The Radical Center
Ron Paul's press conference today has been taking a beating in the Hit & Run comment threads, mostly from people who can't see the point in appearing with non-libertarians like Ralph Nader, Cynthia McKinney, and Chuck Baldwin. I'm more impressed that Paul managed to get two of the most prominent left-wing figures in the country to declare that "there should be no increase in the national debt" and to attack the Fed's "arbitrary power to create money and credit out of thin air behind closed doors for the benefit of commercial interests." (Though I suppose they might still favor the power to create money and credit out of thin air if it's not done behind closed doors or for the benefit of commercial interests.)
More important, I appreciate the small-pieces-lightly-joined nature of the lineup, especially when you focus not on the figures who took the stage but on their jumbled bands of supporters, a collection of dissatisfied outsiders who aren't necessarily committed to a particular political outlook but are searching for an alternative to the status quo, mixing and matching all sorts of ideas in the process. I saw a similar potpourri when I covered the fractious Reform Party a decade ago, but because this loose coalition formed around Ron Paul rather than Ross Perot, its inclinations are much more libertarian.
Anthony Gregory reacts enthusiastically to the occasion:
I've dreamed of this: The good leftists and good rightists all agreeing on gutting the empire, dismantling the national security state and ratcheting back the profligate corporatism. Anti-Fed and anti-war, a wonderful, cross-spectrum, short-term American populist program that would do away with the worst of the national leviathan.
And how wonderful that Ron Paul is in the middle, the true moderate.

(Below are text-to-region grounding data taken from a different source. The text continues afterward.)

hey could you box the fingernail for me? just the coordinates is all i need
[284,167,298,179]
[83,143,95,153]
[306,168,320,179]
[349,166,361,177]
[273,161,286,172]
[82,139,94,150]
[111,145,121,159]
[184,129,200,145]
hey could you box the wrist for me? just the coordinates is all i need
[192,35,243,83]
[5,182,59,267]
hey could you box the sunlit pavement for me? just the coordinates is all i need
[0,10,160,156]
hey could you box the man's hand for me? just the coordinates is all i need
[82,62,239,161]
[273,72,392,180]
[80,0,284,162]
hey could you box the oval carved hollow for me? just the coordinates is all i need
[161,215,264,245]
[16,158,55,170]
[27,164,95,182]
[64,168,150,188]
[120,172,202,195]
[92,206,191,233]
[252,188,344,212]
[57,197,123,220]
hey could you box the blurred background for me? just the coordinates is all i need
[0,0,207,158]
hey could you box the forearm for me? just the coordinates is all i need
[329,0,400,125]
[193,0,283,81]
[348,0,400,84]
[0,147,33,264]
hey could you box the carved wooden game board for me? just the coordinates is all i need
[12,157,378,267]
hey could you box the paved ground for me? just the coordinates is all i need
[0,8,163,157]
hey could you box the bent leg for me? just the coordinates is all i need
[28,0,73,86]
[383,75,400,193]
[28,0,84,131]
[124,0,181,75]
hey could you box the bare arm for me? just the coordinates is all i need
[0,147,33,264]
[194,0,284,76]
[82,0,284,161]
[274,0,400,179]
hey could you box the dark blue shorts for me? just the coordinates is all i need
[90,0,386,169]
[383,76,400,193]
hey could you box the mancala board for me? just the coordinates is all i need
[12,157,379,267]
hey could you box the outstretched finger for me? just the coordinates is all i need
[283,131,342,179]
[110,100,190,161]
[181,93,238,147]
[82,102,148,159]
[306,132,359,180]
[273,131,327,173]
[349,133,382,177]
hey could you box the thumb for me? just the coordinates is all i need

I doubt anything concrete will come out of this press conference (other than the damage to Bob Barr among what ought to be his strongest supporters). But the event reflects something interesting and valuable that's happening out there in the ideological long tail, a collection of conversations that cross the ordinary political lines. In essence, two leftists and a paleocon just held a press conference to say, "We're listening to the libertarian." They did this because actual leftists and actual paleocons are listening to libertarians. And even third-party candidates—or some of them, anyway—have sharp enough political instincts to respond to their constituencies.